Un sourire sans chat

 Cet épisode dont j’avais gardé un souvenir vif, perplexe et amusé me revint à l’esprit lorsque, découvrant Spinoza puis lisant les textes que lui consacre Deleuze, je compris que Spinoza, autre mathématicien, avait établi qu’un rapport entre des éléments pouvait survivre à la disparition des éléments qui l’ont créé.

Deleuze démontre cela à l’aide d’équations mathématiques et j’associai sa démonstration à l’image du « chat de Chester » : le sourire représenterait un rapport entre l’animal, un environnement et un spectateur, et survivrait à leur évanouissement. Sans doute Lewis Carroll le savait-il pertinemment quand il évoquait la remarque d’Alice : elle a « souvent vu un chat sans sourire mais jamais un sourire sans chat ». Découvrant peu à peu quelques éléments de la physique quantique, je supposais un lien.

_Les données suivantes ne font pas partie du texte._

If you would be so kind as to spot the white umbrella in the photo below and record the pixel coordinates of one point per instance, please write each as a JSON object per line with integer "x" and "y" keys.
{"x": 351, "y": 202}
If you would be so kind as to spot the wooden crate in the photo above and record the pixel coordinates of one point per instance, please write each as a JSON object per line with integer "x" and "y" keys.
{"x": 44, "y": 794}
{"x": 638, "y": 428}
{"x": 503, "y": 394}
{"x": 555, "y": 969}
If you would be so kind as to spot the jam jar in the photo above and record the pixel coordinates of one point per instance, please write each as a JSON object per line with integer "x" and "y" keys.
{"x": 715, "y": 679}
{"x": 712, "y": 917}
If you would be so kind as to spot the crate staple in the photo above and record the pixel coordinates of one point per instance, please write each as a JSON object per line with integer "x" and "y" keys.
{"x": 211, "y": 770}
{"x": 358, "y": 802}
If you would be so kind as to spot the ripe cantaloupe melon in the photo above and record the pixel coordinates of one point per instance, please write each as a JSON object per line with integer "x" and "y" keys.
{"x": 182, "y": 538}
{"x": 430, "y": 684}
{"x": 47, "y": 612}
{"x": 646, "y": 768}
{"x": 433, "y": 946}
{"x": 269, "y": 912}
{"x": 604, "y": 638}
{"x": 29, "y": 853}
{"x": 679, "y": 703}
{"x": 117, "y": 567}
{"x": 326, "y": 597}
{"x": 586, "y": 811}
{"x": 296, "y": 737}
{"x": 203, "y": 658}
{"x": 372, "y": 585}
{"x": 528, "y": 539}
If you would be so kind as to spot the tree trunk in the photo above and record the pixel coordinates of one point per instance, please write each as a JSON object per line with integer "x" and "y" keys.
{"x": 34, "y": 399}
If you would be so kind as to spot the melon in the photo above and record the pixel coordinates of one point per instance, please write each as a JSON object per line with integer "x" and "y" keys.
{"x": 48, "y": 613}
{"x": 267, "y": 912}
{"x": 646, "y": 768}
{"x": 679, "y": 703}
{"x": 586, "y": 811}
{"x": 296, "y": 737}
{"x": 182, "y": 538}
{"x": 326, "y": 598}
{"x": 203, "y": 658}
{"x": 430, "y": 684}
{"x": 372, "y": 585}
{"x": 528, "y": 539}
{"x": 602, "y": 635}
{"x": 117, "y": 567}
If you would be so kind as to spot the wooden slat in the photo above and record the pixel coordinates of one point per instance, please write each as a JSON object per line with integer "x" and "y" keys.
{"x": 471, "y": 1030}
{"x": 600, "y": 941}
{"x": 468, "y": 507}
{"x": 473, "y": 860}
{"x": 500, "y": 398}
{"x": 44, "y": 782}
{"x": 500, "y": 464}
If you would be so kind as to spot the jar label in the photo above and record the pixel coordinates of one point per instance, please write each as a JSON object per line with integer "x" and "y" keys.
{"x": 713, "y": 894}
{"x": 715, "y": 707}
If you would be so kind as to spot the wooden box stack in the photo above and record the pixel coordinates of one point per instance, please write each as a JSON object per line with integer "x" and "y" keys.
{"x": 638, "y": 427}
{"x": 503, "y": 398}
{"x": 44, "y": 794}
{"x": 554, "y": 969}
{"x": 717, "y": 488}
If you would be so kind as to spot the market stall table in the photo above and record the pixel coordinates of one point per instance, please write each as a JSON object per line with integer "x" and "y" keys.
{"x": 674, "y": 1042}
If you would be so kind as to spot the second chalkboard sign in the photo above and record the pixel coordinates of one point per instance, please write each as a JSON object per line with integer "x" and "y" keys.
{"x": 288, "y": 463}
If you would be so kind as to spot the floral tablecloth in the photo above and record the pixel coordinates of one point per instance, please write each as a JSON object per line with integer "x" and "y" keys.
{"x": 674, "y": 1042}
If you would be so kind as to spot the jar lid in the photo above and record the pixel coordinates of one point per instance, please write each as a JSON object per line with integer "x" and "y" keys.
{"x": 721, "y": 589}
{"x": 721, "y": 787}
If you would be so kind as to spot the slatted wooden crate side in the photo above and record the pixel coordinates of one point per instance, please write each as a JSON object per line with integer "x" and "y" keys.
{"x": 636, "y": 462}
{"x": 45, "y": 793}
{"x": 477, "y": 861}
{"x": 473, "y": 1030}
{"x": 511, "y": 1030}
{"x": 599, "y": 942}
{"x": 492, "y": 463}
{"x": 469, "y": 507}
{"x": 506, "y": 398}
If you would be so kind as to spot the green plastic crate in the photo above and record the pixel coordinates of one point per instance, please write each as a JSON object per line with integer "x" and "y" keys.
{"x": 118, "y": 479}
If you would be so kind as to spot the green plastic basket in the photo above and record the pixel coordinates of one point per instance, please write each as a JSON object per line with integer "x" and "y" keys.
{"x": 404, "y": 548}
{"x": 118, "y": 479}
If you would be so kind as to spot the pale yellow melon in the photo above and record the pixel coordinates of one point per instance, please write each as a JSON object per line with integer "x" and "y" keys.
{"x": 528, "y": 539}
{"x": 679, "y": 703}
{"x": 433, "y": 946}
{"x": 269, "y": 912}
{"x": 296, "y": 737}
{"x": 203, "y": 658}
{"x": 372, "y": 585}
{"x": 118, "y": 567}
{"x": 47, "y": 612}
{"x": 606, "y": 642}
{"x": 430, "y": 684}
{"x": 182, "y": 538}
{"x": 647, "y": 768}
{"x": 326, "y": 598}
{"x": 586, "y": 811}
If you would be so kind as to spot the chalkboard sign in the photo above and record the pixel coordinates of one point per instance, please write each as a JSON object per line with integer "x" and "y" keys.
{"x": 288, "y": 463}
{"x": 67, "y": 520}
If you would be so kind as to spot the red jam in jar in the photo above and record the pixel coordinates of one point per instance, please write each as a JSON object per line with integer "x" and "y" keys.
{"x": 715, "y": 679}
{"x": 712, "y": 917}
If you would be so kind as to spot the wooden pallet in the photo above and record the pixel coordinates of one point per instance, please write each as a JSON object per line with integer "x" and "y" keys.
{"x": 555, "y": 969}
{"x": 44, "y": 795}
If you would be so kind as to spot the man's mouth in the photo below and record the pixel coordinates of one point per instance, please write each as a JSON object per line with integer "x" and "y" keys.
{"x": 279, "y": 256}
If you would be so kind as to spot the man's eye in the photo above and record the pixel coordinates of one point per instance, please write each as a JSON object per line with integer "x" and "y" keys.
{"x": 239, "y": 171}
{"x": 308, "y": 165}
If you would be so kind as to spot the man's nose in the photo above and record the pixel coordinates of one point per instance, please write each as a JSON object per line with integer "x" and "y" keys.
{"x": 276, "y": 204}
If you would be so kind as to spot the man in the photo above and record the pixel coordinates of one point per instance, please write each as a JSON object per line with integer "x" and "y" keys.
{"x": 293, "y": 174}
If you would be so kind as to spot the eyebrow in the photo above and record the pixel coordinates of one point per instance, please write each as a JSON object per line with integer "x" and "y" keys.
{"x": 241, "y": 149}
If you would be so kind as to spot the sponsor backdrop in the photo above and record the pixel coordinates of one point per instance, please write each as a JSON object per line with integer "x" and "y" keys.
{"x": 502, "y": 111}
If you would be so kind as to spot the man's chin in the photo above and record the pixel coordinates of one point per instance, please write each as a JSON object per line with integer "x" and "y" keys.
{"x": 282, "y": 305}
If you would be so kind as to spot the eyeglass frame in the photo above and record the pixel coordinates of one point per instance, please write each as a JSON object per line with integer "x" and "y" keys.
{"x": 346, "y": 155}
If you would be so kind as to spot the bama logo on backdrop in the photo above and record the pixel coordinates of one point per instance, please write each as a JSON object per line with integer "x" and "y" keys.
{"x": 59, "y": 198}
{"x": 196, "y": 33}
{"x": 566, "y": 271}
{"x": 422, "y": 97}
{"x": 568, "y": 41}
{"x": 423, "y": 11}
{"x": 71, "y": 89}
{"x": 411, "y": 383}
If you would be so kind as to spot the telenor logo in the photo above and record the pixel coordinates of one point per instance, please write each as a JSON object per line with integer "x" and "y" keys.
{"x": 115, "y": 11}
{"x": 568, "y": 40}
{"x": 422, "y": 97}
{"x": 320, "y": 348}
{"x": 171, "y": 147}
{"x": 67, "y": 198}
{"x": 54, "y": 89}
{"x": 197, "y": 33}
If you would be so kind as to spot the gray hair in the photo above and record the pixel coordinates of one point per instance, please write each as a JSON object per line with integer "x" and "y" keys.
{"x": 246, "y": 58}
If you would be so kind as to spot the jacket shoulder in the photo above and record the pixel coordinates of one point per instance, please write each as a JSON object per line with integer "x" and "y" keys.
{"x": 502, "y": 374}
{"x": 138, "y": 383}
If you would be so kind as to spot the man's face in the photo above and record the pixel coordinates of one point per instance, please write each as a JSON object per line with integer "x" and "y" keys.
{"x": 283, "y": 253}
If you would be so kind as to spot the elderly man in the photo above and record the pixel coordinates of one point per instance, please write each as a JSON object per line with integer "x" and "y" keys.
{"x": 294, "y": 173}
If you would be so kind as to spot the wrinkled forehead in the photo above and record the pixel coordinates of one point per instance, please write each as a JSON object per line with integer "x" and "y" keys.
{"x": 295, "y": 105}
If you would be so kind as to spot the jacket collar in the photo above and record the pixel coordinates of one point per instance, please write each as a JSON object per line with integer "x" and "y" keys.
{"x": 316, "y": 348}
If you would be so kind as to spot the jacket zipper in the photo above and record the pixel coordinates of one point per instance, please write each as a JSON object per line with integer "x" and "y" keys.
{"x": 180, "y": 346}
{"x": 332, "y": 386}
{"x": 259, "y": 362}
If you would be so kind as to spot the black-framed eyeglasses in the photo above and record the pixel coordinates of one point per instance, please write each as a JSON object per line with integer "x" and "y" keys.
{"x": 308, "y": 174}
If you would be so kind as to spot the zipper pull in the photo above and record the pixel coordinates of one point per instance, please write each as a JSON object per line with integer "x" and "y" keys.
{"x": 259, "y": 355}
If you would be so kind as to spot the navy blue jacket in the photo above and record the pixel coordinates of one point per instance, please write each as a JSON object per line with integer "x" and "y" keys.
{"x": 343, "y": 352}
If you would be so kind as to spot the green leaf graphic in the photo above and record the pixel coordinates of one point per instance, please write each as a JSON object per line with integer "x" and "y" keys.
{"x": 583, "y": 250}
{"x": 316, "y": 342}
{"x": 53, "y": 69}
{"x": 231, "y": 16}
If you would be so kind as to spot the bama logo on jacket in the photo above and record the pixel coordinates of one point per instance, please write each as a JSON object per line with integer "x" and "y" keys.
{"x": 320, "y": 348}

Nous sommes des modes d’être

 On sait que Spinoza a beaucoup travaillé sur l’infiniment petit, et que le xviie siècle en général a reconceptualisé « l’infini actuel » : s’interrogeant sur la divisibilité des particules, il montre qu’elle n’est pas de l’ordre du fini (il y aurait un arrêt), ni de l’indéfini (il n’y aurait aucun arrêt), mais de l’infini dans un sens très particulier : les particules n’existeraient pas en tant que singulières mais comme appartenant à des « collections », elles-mêmes infinies. Il y a donc des infiniment petits qui ne peuvent appartenir qu’à des « collections » infinies d’infiniment petits. Spinoza nomme « mode » la façon dont s’en trouve affectée la matière qui les « collecte ». Les infiniment petits n’ont ni figure ni grandeur mais la « collection » en a une, et chaque individu est composé d’une infinité de « collections ». « Les collections » ont les unes par rapport aux autres une relation d’extériorité et Spinoza nomme « modale » l’interrelation entre ces « collections » et la matière qui s’en constitue. Cet ensemble infini appartient à chacun en tant qu’il effectue un rapport de mouvement et repos, une vibration de type pendulaire. C’est-à-dire que nous sommes, chacun, non des individus (une identité indivise) mais des modes, des « dividus », dirait Claude Corman dans une trouvaille poétique.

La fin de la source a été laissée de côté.